0

I am creating an aws lambda function which downloads an s3 file and processes it according an event it receives everytime. However i don't want to download the s3 file from s3 everytime. Can anyone suggest me how to download s3 file only once and process the incoming events without having to download the s3 file everytime?

Currently its downloading everytime even if i put the code to dowload from s3 in constructor of the lambdafunctionhandler class

If you make any code references or examples, please use java. Thanks in advance

stallion
  • 1,901
  • 9
  • 33
  • 52

3 Answers3

5

If you run several lamdbas in parallel thee context is not reused. So you need to download the file in all lambdas. For storing files use /tmp/. It has a limit of 512MB.

However, if you run a lamdba after another one, the context probably will be reused and therefore the file will exist. Keep in mind cold boot.

Extracted from AWS Lamdba DOC.

After a Lambda function is executed, AWS Lambda maintains the execution context for some time in anticipation of another Lambda function invocation. In effect, the service freezes the execution context after a Lambda function completes, and thaws the context for reuse, if AWS Lambda chooses to reuse the context when the Lambda function is invoked again. This execution context reuse approach has the following implications:

  • Objects declared outside of the function's handler method remain initialized, providing additional optimization when the function is
    invoked again. For example, if your Lambda function establishes a
    database connection, instead of reestablishing the connection, the
    original connection is used in subsequent invocations. We suggest
    adding logic in your code to check if a connection exists before
    creating one. Each execution context provides 512 MB of additional disk space in the /tmp directory. The directory content remains when the execution context is frozen, providing transient cache that can be used for multiple invocations. You can add extra code to check if the cache has the data that you stored. For information on deployment limits, see AWS Lambda Limits. Background processes or callbacks initiated by your Lambda function that did not complete when the function ended resume if AWS Lambda chooses to reuse the execution context. You should make sure any background processes or callbacks in your code are complete before the code exits.

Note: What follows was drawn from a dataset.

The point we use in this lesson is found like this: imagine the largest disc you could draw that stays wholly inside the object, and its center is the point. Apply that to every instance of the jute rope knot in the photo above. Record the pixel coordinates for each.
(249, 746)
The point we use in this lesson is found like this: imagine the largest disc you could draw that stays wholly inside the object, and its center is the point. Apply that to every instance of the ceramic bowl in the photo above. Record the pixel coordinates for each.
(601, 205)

Example code for downloading an obejct from S3:

AmazonS3 s3client = AmazonS3ClientBuilder
                  .standard()
                  .withRegion(Regions.EU_WEST_1)
                  .build();

        //S3 download file

        GetObjectRequest getObjectRequest = new GetObjectRequest(System.getenv("bucket"), "key");
        s3client.getObject(getObjectRequest, new File("/tmp/example.png")); 

EDIT 1: Lambdas and Serverless in general is not recommended for apps that need to maintain the state between different invocations.

WaterKnight
  • 197
  • 7
  • so i guess database connections gets established everytime as well then if the requests/events to aws lambda are not continuous.. I still feel there should have been a way to maintain state for atleast for aws resources/services. – stallion Dec 02 '19 at 10:52
  • 1
    Yes, a database connection is established each time. Lambda functions are not recommended for apps that needs to maintain state. – WaterKnight Dec 02 '19 at 10:59
  • The problem is that the Lambda context is just shared in some subquent request but not in every one. So you could write a code that looks if the file exist and in that case not download again. However, i don´t recommend it becasue Serverless and Lambdas are not used for applications that need to maintain state between invocations. – WaterKnight Dec 02 '19 at 11:07
2

Do you mean, you want to download the file only once while the lambda is warm?.VPC based lambda functions are kept warm for 15 minutes.

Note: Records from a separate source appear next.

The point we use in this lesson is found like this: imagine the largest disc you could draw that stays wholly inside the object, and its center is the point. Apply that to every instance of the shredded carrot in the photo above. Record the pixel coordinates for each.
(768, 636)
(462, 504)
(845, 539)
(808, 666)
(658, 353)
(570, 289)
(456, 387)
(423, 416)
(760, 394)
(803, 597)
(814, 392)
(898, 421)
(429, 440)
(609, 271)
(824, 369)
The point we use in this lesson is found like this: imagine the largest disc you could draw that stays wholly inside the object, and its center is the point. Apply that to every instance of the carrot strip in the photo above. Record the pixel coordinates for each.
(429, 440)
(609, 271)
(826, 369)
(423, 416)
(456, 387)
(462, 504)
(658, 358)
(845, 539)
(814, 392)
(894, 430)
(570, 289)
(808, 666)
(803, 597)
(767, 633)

If yes, If you call the download function out side of the handler function, the code will only be executed once while the lambda is warm.

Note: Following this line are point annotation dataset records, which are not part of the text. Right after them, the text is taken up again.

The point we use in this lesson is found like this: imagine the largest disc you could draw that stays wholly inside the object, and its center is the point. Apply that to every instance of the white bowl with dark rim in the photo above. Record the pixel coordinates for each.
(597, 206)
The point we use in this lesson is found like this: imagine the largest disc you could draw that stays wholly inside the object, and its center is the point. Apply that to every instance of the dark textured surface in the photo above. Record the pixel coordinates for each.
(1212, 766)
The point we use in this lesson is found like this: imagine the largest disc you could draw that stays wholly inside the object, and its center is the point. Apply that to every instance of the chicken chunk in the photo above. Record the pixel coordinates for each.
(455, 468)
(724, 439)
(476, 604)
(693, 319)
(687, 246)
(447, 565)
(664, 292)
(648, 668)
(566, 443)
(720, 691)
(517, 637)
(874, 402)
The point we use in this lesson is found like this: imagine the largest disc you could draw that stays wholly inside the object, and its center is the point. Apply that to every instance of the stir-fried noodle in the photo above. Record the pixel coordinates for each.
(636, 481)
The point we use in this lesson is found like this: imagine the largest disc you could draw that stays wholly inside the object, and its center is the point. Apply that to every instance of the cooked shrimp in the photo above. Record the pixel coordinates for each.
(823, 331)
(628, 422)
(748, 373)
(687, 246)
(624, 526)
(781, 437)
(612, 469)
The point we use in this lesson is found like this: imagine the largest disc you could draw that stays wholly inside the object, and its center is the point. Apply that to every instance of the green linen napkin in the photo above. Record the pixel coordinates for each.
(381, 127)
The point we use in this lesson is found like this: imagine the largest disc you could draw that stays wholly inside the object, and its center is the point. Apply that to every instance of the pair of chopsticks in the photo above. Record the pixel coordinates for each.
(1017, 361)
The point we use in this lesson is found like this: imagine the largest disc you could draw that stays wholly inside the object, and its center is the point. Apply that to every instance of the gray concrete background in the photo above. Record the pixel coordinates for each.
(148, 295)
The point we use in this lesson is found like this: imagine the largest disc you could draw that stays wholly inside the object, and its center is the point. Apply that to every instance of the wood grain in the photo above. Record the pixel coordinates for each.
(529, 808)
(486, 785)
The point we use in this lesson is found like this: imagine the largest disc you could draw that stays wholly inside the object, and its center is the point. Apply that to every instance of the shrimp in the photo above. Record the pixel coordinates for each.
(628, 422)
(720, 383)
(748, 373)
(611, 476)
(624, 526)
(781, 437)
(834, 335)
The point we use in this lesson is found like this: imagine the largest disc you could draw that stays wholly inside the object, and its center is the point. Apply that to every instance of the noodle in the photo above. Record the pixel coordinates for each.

Objects declared outside of the function's handler method remain initialized, providing additional optimization when the function is invoked again. For example, if your Lambda function establishes a database connection, instead of reestablishing the connection, the original connection is used in subsequent invocations. We suggest adding logic in your code to check if a connection exists before creating one.

https://docs.aws.amazon.com/lambda/latest/dg/running-lambda-code.html

Arun Kamalanathan
  • 8,107
  • 4
  • 23
  • 39
0

I think you can use static block on Java , that block of code will be executed only once something like below

// code from https://www.geeksforgeeks.org/g-fact-79/
class Test { 
    static int i; 
    int j; 
    static { 
        i = 10; 
        // File download logic here , will be called only once
        System.out.println("static block called "); 
    } 
    Test(){ 
        System.out.println("Constructor called"); 
    } 
} 

class Main { 
    public static void main(String args[]) { 

       // Although we have two objects, static block is executed only once. 
       Test t1 = new Test(); 
       Test t2 = new Test(); 
    } 
} 
cslrnr
  • 694
  • 1
  • 8
  • 24